Virtual meetings of the technical officers of the South West Asian countries (Afghanistan, India, Iran and Pakistan) had taken place on a weekly basis, the government said
So far, 15 SWAC-TOC meetings have been done this year. Technical information related to locust control in the region is being shared during the meetings.
An Empowered Committee finalised the firm for deploying the helicopter for aerial spray in the desert areas after getting all clearances from the DGCA and the Ministry of Civil Aviation.
It is after a long gap of 26 years that India saw a locust attack, the Agriculture Minister said.
“It was estimated that this year, there would be a greater locust problem. The government is in full preparedness and all state governments have been alerted and are working in close coordination with the Centre,” he said.
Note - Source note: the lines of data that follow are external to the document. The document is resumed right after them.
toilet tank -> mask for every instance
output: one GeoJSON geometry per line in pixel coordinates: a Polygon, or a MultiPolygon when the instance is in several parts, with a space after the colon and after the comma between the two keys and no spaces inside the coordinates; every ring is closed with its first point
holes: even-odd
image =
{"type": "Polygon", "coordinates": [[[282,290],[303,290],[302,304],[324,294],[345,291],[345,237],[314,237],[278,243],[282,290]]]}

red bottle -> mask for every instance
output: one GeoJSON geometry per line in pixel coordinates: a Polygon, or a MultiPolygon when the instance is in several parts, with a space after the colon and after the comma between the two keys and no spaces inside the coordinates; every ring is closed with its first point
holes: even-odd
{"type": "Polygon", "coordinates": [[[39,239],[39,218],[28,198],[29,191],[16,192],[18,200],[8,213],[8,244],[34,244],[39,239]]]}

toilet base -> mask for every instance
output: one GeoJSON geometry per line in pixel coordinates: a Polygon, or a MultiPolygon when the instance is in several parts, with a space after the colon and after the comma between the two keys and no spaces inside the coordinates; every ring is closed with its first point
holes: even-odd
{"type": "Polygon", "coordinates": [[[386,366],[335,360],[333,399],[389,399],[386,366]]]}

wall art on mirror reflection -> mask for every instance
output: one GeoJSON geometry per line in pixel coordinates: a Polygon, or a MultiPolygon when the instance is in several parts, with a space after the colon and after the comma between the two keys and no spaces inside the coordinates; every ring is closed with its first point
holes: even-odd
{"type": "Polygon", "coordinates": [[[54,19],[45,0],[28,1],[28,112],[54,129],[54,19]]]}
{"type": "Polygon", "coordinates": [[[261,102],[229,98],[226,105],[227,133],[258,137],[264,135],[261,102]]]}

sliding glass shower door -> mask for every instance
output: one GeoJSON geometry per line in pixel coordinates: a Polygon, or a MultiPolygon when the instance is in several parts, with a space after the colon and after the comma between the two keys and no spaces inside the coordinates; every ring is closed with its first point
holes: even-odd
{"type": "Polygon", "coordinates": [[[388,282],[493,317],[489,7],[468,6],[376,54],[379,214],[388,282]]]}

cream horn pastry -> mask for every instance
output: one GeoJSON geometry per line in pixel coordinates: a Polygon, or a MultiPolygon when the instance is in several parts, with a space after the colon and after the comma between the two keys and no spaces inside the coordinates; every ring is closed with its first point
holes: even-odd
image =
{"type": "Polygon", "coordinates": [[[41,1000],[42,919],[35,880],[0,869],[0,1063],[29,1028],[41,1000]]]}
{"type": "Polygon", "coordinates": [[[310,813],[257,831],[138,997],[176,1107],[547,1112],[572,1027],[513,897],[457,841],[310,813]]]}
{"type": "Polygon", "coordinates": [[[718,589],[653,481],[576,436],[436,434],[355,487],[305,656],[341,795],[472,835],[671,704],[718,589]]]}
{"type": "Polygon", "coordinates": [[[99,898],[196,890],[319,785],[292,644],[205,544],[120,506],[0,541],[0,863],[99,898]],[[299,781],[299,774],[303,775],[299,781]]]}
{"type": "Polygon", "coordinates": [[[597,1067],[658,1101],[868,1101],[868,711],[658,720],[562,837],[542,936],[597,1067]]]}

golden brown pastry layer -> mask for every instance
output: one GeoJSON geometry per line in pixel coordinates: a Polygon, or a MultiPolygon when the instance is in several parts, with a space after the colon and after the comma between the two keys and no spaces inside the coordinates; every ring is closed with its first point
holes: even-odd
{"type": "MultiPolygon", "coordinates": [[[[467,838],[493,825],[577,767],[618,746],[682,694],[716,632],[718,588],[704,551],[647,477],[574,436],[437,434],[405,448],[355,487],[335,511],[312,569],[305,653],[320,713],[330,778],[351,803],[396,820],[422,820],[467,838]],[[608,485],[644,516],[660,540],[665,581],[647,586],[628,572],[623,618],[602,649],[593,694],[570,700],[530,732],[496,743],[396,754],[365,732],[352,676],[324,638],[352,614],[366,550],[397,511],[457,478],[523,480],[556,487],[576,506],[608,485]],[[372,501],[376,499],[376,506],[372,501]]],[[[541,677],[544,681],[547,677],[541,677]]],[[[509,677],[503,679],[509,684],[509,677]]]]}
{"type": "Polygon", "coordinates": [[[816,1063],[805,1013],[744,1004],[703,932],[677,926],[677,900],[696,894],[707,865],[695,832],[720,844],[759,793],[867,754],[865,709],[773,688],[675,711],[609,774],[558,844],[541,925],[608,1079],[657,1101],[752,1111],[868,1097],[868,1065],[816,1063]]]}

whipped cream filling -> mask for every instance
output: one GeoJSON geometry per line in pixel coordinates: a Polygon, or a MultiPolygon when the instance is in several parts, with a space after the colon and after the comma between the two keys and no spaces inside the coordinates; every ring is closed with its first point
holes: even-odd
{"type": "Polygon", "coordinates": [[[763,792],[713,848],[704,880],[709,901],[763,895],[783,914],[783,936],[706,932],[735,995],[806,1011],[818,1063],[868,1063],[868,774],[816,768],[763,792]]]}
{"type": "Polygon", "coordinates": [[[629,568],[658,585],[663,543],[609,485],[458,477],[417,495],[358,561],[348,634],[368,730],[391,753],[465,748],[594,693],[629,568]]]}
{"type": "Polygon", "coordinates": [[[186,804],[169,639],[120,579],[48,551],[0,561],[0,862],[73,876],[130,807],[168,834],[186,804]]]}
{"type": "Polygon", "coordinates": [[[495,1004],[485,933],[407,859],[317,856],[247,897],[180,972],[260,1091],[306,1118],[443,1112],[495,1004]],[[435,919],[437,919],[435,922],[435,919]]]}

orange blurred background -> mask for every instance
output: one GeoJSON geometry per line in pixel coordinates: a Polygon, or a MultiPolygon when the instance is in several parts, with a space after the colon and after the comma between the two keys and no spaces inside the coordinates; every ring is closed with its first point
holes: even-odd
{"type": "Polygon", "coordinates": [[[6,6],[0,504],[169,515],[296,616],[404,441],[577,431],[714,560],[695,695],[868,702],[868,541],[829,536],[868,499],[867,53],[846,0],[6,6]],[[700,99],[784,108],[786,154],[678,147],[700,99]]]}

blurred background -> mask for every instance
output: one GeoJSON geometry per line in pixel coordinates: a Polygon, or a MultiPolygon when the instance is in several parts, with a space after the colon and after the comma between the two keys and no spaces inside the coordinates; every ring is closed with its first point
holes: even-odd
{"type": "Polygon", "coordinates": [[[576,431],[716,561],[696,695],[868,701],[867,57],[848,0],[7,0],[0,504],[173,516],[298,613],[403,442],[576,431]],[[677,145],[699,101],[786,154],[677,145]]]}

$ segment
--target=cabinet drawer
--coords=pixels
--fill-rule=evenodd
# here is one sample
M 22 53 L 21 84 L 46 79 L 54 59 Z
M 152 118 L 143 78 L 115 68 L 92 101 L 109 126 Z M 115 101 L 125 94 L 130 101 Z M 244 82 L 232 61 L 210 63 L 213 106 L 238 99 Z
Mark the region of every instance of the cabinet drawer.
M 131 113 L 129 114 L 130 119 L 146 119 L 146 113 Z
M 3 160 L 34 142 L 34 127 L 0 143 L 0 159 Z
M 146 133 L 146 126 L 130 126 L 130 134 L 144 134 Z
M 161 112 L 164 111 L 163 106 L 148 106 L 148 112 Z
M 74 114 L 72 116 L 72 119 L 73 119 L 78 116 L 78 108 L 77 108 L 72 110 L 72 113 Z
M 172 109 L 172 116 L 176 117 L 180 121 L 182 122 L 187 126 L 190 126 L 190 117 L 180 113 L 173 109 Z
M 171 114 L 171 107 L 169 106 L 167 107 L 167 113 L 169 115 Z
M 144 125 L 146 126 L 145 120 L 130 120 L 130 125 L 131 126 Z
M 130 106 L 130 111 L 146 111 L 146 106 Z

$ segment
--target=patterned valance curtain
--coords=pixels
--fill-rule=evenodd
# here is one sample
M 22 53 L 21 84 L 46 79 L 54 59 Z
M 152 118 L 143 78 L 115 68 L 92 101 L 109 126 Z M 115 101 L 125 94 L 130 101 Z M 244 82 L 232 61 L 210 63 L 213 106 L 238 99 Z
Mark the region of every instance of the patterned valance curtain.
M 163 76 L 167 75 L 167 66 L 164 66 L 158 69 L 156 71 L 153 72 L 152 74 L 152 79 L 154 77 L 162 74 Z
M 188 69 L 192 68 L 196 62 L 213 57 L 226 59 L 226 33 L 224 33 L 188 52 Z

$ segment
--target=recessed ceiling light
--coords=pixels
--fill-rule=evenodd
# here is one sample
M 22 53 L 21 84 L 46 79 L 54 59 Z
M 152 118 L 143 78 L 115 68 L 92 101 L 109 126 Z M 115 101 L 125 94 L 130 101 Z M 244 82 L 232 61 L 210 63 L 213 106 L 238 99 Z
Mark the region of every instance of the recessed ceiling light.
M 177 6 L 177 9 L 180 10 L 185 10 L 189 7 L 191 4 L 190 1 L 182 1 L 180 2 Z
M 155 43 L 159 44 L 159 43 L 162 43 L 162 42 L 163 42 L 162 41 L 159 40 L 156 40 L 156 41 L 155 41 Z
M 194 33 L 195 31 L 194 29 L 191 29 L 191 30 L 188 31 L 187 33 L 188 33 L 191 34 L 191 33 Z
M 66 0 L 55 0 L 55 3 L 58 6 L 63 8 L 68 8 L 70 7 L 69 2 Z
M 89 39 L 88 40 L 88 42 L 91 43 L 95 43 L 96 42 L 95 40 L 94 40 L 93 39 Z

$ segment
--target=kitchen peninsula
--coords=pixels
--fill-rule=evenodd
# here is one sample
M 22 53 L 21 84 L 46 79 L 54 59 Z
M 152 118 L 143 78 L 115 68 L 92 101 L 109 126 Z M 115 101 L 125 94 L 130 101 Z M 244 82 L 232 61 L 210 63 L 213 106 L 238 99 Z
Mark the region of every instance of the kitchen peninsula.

Locusts fly during the day and settle down only after dark in the evening. According to experts, broadly four species of locusts are found in India — desert locust, migratory locust, Bombay locust and tree locust. The desert locust is considered the most destructive.
The “worst locust outbreak seen in a quarter of a century” in India is yet another example of global warming/climate change.
“Climate change is facilitating the breeding and the movement of locusts. Untimely rains and increased cyclonic activity have helped them breed faster. December had never seen a locust attack but in 2019, there was one. The warning was available well in advance and there was enough time for India to be prepared,” says agricultural policy expert Devinder Sharma.
Several waves are expected until early July due to spring breeding in southern Iran and southwest Pakistan.
Locusts thrive in wet conditions and outbreaks often follow floods and cyclones. Heavy rain leads to the growth of vegetation in arid areas, providing locusts with conditions needed to develop and reproduce.